The cytotoxic activity of the extracts was tested by MTT (3-(4,5-dimethylthiazol-2-yl)-2,5-diphenyltetrazolium bromide) assays against the following human cancer cell lines: lung carcinoma A549 (ATCC® CCL-185™), melanoma A2058 (ATCC® CRL-11147™), liver hepatocellular carcinoma HepG2 (ATCC® HB-8065™), breast adenocarcinoma MCF7 (ATCC® HTB-22™) and pancreas carcinoma MiaPaca-2 (ATCC® CRL-1420™). All cell lines were sourced from the American Type Culture Collection (ATCC, Manassas, VA, USA). The cells were cultured in 96-well plates at a cell density of 10.000 cells/well and maintained at 37 °C, 90% humidity and 5% CO2. A total of 5 μL of each extract dispensed in 195 μL of medium were used as inoculum for the anticancer assay. The plates were then incubated for 72 h at 37 °C, 90% humidity and 5% CO2. Methyl methanesulfonate (MMS) 8 mM was used as positive control and 20% DMSO as negative control. A dose-response curve using doxorubicin (chemotherapeutic agent of natural origin) was also included as control, starting at 5 mM with an 8-point serial dilution (1/3). After 72 h treatment, the plates were washed with 100 μL of 1x PBS per well using a Multidrop™ Combi Reagent Dispenser (Thermo Fisher Scientific, Waltham, MA, USA). The MTT solution (tetrazolium dye, 0.5 mg/mL, final concentration 100 μL/well) was then added and the plates were incubated for approximately 3 h at 37 °C. Supernatants were discarded and 100 μL of 100% DMSO was added to each well to dissolve the formazan precipitates. Absorbance levels were measured at 570 nm using a Wallac 1420 Victor2™ Microplate Reader (WALLAC Oy PerkinElmer, Turku, Finland) and the resulting data was analyzed using the Genedata Screener® software 7.0 (Genedata, Inc., Basel, Switzerland). The test was performed in triplicate.

4.5. Genomic DNA Extraction and Whole Genome Sequencing

Overnight liquid bacterial cultures were generated by picking up the same colony used as template for Sanger sequencing and using this to inoculate the respective media in 50 mL tubes at 20 °C (Table S5). Genomic DNA was extracted from 1 mL of overnight cultures using the MasterPure™ Gram-Positive DNA Purification Kit (Lucigen, Epicentre).
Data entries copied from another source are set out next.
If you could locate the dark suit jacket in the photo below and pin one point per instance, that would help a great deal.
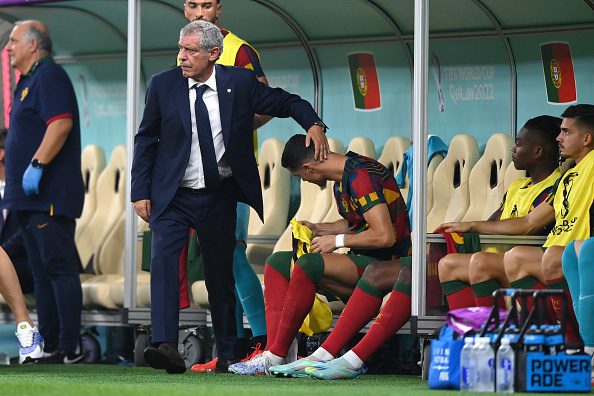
(162, 144)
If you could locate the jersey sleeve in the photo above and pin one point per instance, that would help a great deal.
(56, 99)
(366, 188)
(247, 57)
(550, 198)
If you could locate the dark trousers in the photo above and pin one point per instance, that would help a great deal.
(55, 265)
(212, 215)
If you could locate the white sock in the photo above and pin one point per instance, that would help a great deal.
(353, 359)
(25, 324)
(274, 359)
(322, 355)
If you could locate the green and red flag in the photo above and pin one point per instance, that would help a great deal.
(557, 66)
(364, 81)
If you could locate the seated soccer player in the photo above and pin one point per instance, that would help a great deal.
(569, 204)
(374, 226)
(578, 268)
(376, 282)
(470, 279)
(30, 341)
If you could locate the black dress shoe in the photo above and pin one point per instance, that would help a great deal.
(222, 365)
(165, 357)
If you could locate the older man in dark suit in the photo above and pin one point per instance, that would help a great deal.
(193, 161)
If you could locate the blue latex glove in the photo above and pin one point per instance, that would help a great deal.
(31, 179)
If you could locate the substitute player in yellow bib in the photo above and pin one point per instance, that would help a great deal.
(469, 279)
(569, 205)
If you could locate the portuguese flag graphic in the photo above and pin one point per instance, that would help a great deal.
(364, 80)
(558, 72)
Concentration and purity of the extracted DNA were measured using a Nanodrop 2000c spectrophotometer (Thermo Fisher Scientific, Waltham, MA, USA) and a Qubit dsDNA BR Assay kit (Invitrogen, Thermo Fisher Scientific, Waltham, MA, USA) used with a DS-11 FX Fluorometer (DeNovix, Inc., Wilmington, DE, USA).
Whole genome sequencing of eight strains (Aa3_DN64_1D3, Aa3_Str.68_7G12, Acac_Ps_AB113, Cn_Ps_AB111, Irc_Ps_AB108, Pf1_DN206_4B7, Pf1_Ps_8H04_1, Pf1_Ps_8H06) was performed previously using the Illumina MiSeq platform (paired end, 2 × 300 bp) at GATC Biotech (Konstanz, Germany; now part of Eurofins Genomics Germany GmbH) in a previous study [44]. The remaining 13 strains were sequenced in the framework of this study with Illumina HiSeq (paired end, 2 × 150 bp reads) at Novogene Europe (Cambridge, UK).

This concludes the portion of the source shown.